Friendly AI Research as Effective Altruism

MIRI was founded in 2000 on the premise that creating ((In this post, I talk about the value of humanity in general creating Friendly AI, though MIRI co-founder Eliezer Yudkowsky usually talks about MIRI in particular — or at least, a functional equivalent — creating Friendly AI. This is because I am not as confident as Yudkowsky that it is best for MIRI to attempt to build Friendly AI. When updating MIRI’s bylaws in early 2013, Yudkowsky and I came to a compromise on the language of MIRI’s mission statement, which now reads: “[MIRI] exists to ensure that the creation of smarter-than-human intelligence has a positive impact. Thus, the charitable purpose of [MIRI] is to: (a) perform research relevant to ensuring that smarter-than-human intelligence has a positive impact; (b) raise awareness of this important issue; (c) advise researchers, leaders and laypeople around the world; and (d) as necessary, implement a smarter-than-human intelligence with humane, stable goals” (emphasis added).

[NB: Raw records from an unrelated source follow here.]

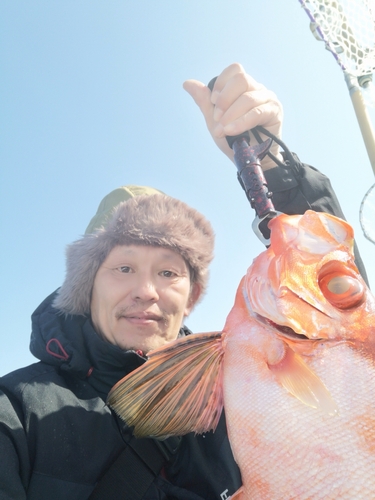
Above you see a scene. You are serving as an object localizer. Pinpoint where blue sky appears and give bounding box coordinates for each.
[0,0,375,374]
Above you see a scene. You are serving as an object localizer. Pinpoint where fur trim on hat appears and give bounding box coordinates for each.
[54,194,214,315]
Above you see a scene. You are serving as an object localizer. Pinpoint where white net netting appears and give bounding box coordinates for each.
[299,0,375,77]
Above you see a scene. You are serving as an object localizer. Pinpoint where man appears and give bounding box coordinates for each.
[0,64,368,500]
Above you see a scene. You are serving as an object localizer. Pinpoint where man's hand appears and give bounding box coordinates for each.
[184,63,283,170]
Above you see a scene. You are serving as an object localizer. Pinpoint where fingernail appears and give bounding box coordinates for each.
[214,123,224,137]
[211,90,220,104]
[214,108,224,122]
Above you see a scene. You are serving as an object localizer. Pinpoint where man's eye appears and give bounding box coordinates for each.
[160,271,176,278]
[119,266,131,273]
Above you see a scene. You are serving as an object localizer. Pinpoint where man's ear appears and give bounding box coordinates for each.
[185,283,202,316]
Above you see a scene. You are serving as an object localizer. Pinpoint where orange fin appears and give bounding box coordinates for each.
[268,346,337,415]
[229,486,246,500]
[107,332,224,438]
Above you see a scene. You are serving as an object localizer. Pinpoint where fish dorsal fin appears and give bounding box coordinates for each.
[268,344,337,415]
[107,332,224,438]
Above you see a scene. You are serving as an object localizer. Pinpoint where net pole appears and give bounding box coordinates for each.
[344,71,375,175]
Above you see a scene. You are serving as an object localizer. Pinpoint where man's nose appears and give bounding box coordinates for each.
[132,276,159,302]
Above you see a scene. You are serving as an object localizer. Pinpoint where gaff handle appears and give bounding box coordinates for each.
[208,77,279,245]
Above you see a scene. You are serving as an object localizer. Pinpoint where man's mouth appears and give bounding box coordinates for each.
[117,311,163,323]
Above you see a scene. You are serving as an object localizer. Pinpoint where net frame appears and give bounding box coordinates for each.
[299,0,375,77]
[359,184,375,243]
[299,0,375,175]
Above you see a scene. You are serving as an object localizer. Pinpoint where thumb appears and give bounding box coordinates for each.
[183,80,213,119]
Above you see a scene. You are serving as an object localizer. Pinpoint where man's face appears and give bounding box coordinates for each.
[91,245,200,353]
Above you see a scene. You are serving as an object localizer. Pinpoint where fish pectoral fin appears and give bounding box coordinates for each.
[107,332,224,438]
[268,345,337,415]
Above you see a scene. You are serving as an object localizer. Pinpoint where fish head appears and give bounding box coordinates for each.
[247,211,375,341]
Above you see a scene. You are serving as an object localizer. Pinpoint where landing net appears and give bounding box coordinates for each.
[299,0,375,77]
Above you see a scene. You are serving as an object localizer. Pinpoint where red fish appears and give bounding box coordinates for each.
[108,211,375,500]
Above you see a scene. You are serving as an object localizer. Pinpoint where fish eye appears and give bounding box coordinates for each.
[319,271,365,309]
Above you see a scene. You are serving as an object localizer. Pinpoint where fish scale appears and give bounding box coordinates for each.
[108,211,375,500]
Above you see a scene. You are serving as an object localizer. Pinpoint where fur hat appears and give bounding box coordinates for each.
[54,189,214,315]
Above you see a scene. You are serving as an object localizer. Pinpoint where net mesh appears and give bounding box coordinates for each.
[300,0,375,77]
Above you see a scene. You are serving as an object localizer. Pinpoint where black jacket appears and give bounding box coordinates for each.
[0,158,364,500]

My own hope is that it will not be necessary for MIRI (or a functional equivalent) to attempt to build Friendly AI itself. But of course I must remain open to the possibility that this will be the wisest course of action as the first creation of AI draws nearer. There is also the question of capability: few people think that a non-profit research organization has much chance of being the first to build AI. I worry, however, that the world’s elites will not find it fashionable to take this problem seriously until the creation of AI is only a few decades away, at which time it will be especially difficult to develop the mathematics of Friendly AI in time, and humanity will be forced to take a gamble on its very survival with powerful AIs we have little reason to trust.)) Friendly AI might be a particularly efficient way to do as much good as possible.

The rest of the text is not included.